Valproate (VPA) has been the first-line, most frequently prescribed antiepileptic drug in children over the past 50 years. VPA causes, idiosyncratic hepatotoxicity in some patients, who often presents with hepatic steatosis. Experimental studies also support that VPA has high potential to induce steatosis. However, there is an apparent lack of significant hepatic problems in neuropediatric units, likely because iatrogenic liver steatosis lacks specific biomarkers. Thus, it is possible that a relevant number of children under VPA have asymptomatic fatty liver. AIMS: 1) to demonstrate VPA-induced triglyceride (TG) accumulation in cultured human upcyte hepatocytes, 2) to identify miRNAs that are deregulated by VPA and associated with TG levels in these cells, and 3) to test these miRNAs, as potential non-invasive biomarkers, in plasma of paediatric epileptic patients on VPA, to identify those with a potential risk of liver steatosis. Human upcyte hepatocytes were exposed to subcytotoxic VPA concentrations. Hepatocytes increased intracellular TGs by 27% and 45% after 2 and 4mM VPA for 24h. The profiling of cellular miRNAs by microarray analysis after 4mM VPA identified 43 deregulated human miRNAs (fold-change > 1.5 or < -1.5; FDR p<0.05).

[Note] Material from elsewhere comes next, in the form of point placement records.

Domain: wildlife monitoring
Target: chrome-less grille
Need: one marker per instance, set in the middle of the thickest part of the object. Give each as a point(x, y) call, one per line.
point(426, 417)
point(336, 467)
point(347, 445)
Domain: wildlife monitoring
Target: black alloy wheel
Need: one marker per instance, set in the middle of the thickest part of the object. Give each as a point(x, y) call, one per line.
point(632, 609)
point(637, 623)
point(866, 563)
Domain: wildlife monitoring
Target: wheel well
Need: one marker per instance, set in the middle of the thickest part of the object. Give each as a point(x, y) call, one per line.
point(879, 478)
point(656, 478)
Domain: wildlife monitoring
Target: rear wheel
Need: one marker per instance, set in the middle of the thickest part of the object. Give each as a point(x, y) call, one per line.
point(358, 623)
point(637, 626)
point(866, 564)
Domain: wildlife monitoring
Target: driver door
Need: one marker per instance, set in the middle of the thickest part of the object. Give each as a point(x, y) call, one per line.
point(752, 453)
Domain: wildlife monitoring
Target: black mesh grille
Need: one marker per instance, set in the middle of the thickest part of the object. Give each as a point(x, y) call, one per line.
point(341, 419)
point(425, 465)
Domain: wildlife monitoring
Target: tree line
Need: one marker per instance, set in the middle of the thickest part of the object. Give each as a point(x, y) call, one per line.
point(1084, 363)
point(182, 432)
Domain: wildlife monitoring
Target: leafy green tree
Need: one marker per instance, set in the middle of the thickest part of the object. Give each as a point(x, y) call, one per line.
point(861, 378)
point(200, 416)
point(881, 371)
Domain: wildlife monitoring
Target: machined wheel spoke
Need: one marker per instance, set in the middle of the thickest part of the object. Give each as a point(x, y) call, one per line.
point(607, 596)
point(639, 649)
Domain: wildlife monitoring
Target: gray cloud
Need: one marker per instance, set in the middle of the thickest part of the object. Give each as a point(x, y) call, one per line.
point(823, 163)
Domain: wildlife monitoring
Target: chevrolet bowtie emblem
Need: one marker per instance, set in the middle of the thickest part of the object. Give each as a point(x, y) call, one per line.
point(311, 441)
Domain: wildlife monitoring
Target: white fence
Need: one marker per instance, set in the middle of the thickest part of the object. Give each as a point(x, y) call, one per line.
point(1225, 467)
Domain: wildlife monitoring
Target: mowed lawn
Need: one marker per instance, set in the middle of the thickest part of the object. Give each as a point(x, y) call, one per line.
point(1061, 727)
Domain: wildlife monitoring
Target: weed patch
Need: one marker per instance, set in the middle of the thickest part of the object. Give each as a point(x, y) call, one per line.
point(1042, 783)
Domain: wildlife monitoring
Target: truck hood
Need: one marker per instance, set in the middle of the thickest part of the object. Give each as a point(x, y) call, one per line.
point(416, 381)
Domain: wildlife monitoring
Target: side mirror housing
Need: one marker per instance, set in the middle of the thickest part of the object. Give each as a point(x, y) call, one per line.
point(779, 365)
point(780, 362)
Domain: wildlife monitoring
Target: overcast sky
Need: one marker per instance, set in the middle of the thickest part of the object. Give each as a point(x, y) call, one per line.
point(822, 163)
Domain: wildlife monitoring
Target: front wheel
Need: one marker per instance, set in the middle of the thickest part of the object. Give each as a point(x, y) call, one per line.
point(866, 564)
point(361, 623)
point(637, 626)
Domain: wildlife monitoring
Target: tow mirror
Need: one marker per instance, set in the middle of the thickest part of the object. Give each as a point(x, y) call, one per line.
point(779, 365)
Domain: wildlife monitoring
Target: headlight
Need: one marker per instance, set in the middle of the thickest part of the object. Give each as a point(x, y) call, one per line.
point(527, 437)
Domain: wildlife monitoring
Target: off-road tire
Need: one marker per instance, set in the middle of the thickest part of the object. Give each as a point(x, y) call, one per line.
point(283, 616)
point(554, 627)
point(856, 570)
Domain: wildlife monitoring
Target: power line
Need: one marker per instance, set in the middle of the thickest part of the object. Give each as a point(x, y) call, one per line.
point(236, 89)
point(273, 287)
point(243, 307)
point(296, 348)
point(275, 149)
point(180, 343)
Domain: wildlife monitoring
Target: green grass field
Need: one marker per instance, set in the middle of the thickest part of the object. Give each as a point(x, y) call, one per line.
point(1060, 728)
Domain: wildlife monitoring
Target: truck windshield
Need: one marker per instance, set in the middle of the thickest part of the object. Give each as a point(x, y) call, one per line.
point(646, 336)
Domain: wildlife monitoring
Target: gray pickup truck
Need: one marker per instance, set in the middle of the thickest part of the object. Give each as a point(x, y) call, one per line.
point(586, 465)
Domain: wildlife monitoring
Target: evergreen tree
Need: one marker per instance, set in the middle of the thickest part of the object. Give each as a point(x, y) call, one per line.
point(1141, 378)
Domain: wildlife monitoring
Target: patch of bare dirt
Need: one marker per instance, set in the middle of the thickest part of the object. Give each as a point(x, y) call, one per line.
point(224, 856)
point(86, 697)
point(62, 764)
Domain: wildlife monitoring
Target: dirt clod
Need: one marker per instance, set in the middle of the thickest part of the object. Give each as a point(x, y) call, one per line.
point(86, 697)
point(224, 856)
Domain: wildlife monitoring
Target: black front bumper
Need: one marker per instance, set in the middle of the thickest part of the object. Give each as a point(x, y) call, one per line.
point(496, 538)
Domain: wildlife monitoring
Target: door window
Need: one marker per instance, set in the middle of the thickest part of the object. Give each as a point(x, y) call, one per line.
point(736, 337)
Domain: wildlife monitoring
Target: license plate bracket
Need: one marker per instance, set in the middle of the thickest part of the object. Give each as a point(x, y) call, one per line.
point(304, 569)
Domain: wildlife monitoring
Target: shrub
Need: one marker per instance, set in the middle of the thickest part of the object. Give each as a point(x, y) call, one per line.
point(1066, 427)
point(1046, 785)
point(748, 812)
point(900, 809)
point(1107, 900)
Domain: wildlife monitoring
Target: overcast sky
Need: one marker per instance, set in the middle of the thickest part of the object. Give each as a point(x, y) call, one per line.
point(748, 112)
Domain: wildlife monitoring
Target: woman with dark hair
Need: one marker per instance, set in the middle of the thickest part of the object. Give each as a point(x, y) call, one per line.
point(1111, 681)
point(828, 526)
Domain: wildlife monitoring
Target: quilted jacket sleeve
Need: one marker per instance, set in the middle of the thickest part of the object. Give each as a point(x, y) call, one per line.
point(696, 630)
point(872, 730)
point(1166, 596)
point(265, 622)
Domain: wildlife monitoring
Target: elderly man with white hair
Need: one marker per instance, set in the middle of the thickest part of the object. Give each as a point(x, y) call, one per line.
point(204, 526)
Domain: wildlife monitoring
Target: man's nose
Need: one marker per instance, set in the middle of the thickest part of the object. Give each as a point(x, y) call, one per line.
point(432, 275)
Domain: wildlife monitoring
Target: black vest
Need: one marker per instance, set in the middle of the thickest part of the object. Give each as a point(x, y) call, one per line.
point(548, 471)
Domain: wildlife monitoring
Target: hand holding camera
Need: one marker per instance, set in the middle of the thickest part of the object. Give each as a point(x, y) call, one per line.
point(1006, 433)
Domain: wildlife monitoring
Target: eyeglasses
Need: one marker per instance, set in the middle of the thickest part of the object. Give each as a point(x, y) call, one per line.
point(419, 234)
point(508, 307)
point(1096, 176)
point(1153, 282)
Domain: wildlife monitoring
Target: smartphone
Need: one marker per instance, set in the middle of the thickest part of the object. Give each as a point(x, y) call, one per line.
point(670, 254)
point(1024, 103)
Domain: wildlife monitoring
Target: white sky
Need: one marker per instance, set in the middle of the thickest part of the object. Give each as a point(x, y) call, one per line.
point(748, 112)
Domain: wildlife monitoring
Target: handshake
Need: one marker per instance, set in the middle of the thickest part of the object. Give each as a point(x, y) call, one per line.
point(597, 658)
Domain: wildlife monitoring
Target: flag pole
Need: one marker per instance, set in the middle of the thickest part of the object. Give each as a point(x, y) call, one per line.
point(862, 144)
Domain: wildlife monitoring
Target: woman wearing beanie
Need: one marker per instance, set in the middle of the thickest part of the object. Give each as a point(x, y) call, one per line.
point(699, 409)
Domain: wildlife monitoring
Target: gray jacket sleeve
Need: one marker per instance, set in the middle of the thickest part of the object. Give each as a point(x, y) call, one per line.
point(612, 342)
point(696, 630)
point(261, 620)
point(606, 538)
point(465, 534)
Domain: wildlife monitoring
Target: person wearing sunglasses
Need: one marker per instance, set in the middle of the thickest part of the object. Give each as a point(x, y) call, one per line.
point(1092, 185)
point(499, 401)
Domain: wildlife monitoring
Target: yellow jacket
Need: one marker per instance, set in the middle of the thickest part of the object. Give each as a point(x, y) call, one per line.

Some of them (n=11), which were validated by RTqPCR and showed correlation (Pearson r≥ 0.6) with intracellular TG levels, were selected as potential VPA-induced steatosis biomarkers. Next, we investigated the expression of these miRNAs in human plasma and found that 9 of them could be reliably quantified by RTqPCR: miR-485-3p, miR-127-3p, miR-30a-3p, miR-92b-5p, miR-212-3p, miR-182-5p, miR-183-5p, miR-500a-5p and miR-675-5p. Screening of this 9-miRNA signature in 80 paediatric epileptic patients on VPA identified 18 patients (23%) that clustered separately because of important alterations in the selected plasma miRNAs. These patients were younger and had higher VPA blood concentrations and serum liver enzyme levels. In conclusion, VPA induced both TG accumulation and deregulation of a set of miRNAs in cultured human hepatocytes. Nine of these miRNAs have demonstrated potential as circulating biomarkers to identify VPA-induced steatosis in epileptic patients, which should require closer clinical follow-up.